Why the surge in demand?
The explosion in AI development — particularly the rise of large language models like GPT-4 — is driving the rapid growth in computing power and energy needs. Training advanced models can take weeks and consume vast amounts of electricity. For example, training GPT-4 is estimated to have used around 42 gigawatt-hours (GWh) of electricity, equivalent to the daily power consumption of over 28,000 households in developed countries.
But it’s not just training models that’s energy intensive. Running AI models (a process called “inference”) also requires significant power. Generating a single six-second AI-generated video clip, for instance, uses eight times more electricity than charging a phone — or nearly double the power needed to charge a laptop.
Concentrated pressure on power grids
The demand won’t be evenly spread. It’s expected to be concentrated around major tech and population hubs — especially in the US, Japan, and Southeast Asia — placing huge pressure on energy grids, utilities, and existing infrastructure.
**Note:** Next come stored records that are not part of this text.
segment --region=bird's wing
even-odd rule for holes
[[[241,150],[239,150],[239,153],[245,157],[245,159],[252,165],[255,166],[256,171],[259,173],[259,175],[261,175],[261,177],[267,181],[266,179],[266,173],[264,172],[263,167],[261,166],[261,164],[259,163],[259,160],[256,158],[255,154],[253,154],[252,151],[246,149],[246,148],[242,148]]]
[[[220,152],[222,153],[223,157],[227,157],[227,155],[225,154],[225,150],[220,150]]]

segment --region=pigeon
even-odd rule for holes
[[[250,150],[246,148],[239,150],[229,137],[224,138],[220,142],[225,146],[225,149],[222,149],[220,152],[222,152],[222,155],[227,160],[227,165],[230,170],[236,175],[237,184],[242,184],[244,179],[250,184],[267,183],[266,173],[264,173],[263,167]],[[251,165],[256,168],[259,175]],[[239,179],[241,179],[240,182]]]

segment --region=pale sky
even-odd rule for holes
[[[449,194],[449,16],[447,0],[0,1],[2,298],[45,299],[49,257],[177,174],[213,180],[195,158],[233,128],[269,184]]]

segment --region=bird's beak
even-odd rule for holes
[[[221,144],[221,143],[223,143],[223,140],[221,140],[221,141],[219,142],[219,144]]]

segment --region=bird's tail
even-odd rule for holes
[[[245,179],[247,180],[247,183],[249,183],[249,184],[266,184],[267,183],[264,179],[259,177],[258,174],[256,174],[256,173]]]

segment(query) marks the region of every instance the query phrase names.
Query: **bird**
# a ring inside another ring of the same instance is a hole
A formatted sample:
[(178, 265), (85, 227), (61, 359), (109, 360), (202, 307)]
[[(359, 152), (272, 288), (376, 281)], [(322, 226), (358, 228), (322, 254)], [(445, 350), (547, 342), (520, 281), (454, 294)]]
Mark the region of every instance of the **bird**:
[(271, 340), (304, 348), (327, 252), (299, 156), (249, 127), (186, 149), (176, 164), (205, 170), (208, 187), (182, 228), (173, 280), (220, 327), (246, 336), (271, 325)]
In the US alone, the IEA estimates that data centres will soon consume more electricity than the entire energy-intensive manufacturing sector, including industries like aluminium, steel, and cement.
The paradox of AI and energy
Despite its growing energy footprint, AI also presents a potential solution. The IEA highlights how AI could help engineer smarter, more energy-efficient data centres, improve grid management, and speed up the rollout of cleaner energy sources.
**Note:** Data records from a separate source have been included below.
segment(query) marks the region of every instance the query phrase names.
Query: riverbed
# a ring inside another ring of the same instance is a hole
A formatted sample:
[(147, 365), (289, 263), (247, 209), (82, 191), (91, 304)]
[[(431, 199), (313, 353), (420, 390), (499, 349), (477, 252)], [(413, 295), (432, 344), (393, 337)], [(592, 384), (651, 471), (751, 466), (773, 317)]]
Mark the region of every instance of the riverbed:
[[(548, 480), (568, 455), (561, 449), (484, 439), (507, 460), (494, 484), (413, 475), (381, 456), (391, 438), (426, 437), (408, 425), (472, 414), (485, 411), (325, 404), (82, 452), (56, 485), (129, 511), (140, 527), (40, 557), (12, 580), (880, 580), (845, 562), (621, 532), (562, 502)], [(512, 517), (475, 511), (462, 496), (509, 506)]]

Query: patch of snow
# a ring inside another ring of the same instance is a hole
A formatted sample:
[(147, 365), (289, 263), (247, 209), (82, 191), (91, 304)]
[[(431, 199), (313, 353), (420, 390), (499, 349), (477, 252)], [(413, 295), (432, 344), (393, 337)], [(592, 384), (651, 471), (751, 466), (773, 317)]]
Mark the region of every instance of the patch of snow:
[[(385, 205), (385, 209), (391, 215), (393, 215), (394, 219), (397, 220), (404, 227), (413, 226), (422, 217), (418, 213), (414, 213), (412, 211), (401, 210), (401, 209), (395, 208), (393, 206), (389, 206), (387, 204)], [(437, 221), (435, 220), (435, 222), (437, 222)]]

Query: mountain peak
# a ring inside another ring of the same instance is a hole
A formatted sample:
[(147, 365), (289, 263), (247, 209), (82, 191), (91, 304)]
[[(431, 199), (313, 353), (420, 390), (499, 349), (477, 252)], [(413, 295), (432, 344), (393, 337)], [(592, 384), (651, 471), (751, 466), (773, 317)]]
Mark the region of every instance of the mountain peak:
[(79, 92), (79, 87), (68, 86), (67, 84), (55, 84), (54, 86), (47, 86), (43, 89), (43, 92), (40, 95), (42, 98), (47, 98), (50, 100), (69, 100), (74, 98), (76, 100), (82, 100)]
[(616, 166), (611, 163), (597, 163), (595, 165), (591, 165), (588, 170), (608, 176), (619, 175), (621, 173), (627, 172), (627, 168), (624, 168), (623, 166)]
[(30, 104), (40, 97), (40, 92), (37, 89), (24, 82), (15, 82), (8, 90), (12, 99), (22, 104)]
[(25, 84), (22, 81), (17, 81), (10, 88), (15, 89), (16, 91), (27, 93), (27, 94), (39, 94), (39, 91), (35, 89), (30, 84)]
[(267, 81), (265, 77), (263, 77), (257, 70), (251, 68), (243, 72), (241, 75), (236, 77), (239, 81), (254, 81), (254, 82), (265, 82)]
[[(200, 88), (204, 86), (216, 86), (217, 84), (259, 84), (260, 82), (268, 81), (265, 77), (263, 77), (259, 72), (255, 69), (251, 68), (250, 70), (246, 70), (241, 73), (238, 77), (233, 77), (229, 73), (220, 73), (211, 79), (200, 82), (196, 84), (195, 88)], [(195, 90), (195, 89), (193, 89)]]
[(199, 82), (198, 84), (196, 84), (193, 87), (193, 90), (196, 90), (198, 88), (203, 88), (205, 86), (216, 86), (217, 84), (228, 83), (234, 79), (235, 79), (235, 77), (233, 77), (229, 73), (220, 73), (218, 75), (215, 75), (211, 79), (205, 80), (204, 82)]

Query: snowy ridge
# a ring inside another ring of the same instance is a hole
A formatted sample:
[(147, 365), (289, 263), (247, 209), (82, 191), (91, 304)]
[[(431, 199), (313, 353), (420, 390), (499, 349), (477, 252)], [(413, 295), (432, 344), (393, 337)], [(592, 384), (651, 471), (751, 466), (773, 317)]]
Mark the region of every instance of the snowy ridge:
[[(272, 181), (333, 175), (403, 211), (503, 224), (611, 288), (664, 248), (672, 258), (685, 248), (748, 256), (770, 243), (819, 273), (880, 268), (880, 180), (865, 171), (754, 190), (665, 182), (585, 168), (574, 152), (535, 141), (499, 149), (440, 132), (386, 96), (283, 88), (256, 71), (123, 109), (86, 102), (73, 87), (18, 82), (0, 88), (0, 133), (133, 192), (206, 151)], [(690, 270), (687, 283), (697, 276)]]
Two key shifts have driven the AI boom:
The cost of compute has fallen by 99% since 2006.
The amount of compute used to train today’s leading AI models has increased by 350,000 times in the last decade.
Can supply keep up?
There are growing concerns about whether power supply can scale quickly enough. In the US, many utility companies have already reported being overwhelmed by energy requests from data companies — with some demands exceeding their current peak supply.
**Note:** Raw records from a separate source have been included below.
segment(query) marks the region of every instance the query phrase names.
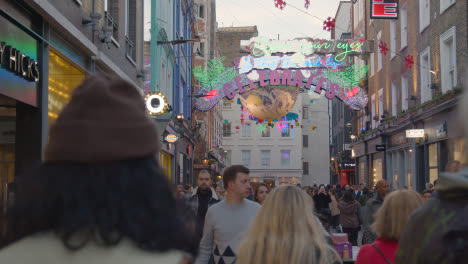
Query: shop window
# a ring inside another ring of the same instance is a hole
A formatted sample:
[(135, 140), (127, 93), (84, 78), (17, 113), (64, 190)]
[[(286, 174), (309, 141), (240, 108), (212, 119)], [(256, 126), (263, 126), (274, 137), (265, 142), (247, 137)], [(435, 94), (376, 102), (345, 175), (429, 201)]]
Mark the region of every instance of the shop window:
[(290, 137), (291, 136), (291, 129), (289, 126), (286, 129), (281, 131), (281, 137)]
[(420, 55), (420, 74), (421, 74), (421, 103), (432, 99), (431, 91), (431, 59), (430, 50), (427, 47)]
[(429, 182), (433, 183), (439, 178), (439, 153), (437, 143), (429, 145)]
[(309, 162), (302, 163), (302, 174), (309, 175)]
[(223, 100), (223, 109), (231, 109), (232, 106), (231, 106), (231, 101), (229, 101), (228, 99), (224, 99)]
[(302, 146), (307, 148), (309, 146), (309, 136), (302, 135)]
[(401, 36), (401, 49), (408, 46), (408, 9), (406, 4), (401, 7), (400, 12), (400, 36)]
[(396, 20), (390, 20), (390, 59), (396, 55)]
[(440, 13), (442, 14), (447, 8), (455, 4), (457, 0), (440, 0)]
[(223, 137), (231, 136), (231, 124), (223, 124)]
[(250, 166), (250, 150), (242, 150), (242, 165), (247, 168)]
[(451, 27), (440, 36), (440, 67), (442, 92), (457, 85), (456, 31)]
[(85, 78), (85, 71), (51, 49), (49, 52), (49, 127), (70, 101), (75, 88)]
[(125, 7), (125, 54), (130, 61), (136, 64), (136, 0), (126, 0)]
[(429, 26), (431, 21), (430, 16), (430, 0), (419, 0), (419, 31)]
[(198, 16), (200, 18), (205, 18), (205, 6), (200, 5), (200, 8), (198, 9)]
[(250, 137), (250, 124), (246, 123), (242, 126), (242, 137)]
[(307, 106), (302, 107), (302, 119), (309, 119), (309, 107)]
[(382, 179), (383, 164), (382, 159), (375, 159), (372, 161), (372, 185), (376, 185)]

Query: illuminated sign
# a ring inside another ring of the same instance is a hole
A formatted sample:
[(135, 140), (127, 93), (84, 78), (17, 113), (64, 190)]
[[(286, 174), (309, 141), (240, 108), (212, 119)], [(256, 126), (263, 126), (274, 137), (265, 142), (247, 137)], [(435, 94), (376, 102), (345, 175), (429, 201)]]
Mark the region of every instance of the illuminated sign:
[(20, 50), (0, 42), (0, 65), (2, 68), (30, 81), (39, 81), (39, 65)]
[(177, 137), (177, 136), (174, 135), (174, 134), (169, 134), (169, 135), (167, 135), (167, 136), (164, 138), (164, 140), (166, 140), (166, 141), (169, 142), (169, 143), (174, 143), (174, 142), (176, 142), (178, 139), (179, 139), (179, 137)]
[(424, 129), (409, 129), (409, 130), (406, 130), (406, 137), (407, 138), (423, 138), (424, 137)]
[(398, 19), (398, 0), (371, 0), (372, 19)]
[(348, 63), (348, 56), (372, 52), (373, 42), (254, 37), (245, 43), (241, 48), (250, 51), (250, 55), (236, 58), (234, 67), (225, 67), (223, 57), (210, 60), (204, 69), (197, 66), (193, 70), (194, 77), (203, 85), (193, 96), (195, 108), (208, 111), (224, 97), (232, 100), (237, 94), (271, 86), (295, 91), (310, 90), (313, 86), (313, 92), (325, 91), (326, 98), (337, 97), (354, 110), (367, 106), (367, 93), (359, 84), (368, 67), (353, 65), (345, 71), (338, 70)]
[(146, 110), (152, 116), (168, 112), (169, 106), (166, 97), (160, 92), (148, 93), (145, 97)]
[(375, 145), (375, 151), (386, 151), (387, 145)]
The risk isn’t just local. Global energy supply chains could be disrupted by geopolitical factors, such as high tariffs on China introduced by the US government, which may impact access to raw materials for clean energy infrastructure like solar panels and batteries.
While some, including the US president, are advocating for coal to meet the rising demand, the reality is that coal plants are costly and slow to build, potentially leaving supply lagging far behind demand.
The bottom line
As AI continues to reshape industries and everyday life, it’s also reshaping our global energy needs. Whether the world can balance this demand with sustainability goals, infrastructure capacity, and political realities is a question we’ll be facing head-on in the coming years.